Sent from my iPhone using Tapatalk


----------



## EJS12213 (Jul 13, 2008)

Delta784 said:


> Because they're a defense contractor, Raytheon has to have armed security. One of my many post-military temporary jobs was working security at an office building in Dedham where Raytheon had offices, and their security would do a Detex tour every couple of hours, and had to sign in and out with us at the front desk. Their patches and badges said "Raytheon Police" and they drove an unmarked car. I have no idea what law enforcement authority they had or where they got it from, or if they still call themselves "police", as this was back in the 1980's.

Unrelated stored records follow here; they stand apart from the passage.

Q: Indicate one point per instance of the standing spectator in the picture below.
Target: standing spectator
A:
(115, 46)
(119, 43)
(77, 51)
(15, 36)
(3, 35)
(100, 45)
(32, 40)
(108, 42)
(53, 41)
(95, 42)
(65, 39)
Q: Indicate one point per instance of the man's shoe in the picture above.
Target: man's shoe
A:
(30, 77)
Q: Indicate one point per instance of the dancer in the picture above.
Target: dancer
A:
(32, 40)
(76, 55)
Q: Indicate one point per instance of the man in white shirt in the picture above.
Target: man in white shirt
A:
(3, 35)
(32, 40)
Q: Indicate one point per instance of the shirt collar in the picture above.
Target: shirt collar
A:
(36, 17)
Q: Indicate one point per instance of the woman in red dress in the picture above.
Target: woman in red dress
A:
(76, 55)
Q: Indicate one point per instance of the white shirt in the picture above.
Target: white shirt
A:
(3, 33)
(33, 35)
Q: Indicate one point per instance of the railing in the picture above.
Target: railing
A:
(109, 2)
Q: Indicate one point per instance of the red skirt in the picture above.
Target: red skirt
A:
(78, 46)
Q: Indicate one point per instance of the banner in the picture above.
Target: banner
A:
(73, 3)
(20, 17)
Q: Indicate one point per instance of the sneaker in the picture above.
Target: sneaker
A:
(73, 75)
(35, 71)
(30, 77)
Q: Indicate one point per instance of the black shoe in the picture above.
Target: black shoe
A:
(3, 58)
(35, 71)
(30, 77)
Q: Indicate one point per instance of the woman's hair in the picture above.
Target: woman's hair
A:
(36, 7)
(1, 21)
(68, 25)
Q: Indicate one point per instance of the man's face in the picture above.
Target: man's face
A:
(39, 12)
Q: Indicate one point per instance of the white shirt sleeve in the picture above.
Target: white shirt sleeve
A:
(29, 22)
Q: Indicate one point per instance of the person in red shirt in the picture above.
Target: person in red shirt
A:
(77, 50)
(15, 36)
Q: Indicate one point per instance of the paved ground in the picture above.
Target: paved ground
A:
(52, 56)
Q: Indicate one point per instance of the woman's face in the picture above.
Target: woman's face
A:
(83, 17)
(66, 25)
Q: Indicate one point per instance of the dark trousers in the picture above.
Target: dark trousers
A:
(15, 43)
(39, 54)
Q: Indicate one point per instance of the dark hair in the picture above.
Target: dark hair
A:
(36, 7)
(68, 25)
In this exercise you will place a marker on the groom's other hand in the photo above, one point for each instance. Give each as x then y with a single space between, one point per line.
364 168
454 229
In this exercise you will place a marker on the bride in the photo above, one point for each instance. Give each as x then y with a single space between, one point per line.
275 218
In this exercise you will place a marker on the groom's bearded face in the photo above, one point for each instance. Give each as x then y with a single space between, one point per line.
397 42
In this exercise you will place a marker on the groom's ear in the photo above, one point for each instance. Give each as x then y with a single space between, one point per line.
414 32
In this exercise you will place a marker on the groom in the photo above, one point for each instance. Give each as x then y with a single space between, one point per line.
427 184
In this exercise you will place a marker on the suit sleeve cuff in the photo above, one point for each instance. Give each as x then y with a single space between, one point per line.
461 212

I know someone that works Security at the one in Marlborough and they are unarmed.


----------



## 263FPD (Oct 29, 2004)




----------



## Guest (Oct 12, 2011)

EJS12213 said:


> I know someone that works Security at the one in Marlborough and they are unarmed.


The plants that manufacture defense contract weapons have to have armed security, it's a requirement of the contract.


----------



## niteowl1970 (Jul 7, 2009)

View attachment 3084


----------



## Goose (Dec 1, 2004)

It's not MA, but the Coors Brewing Company used to have their own PD as well.


----------



## k12kop (May 24, 2005)

These guys live in my head, Do they count?
View attachment 3085


----------



## GuyS (Dec 31, 2006)

For what it's worth, an employee of P&W railroad was saying that the legal dept is reviewing possibly resurrecting the RR PD on a much smaller scale. Apparently due to the recommendation of DHS.


----------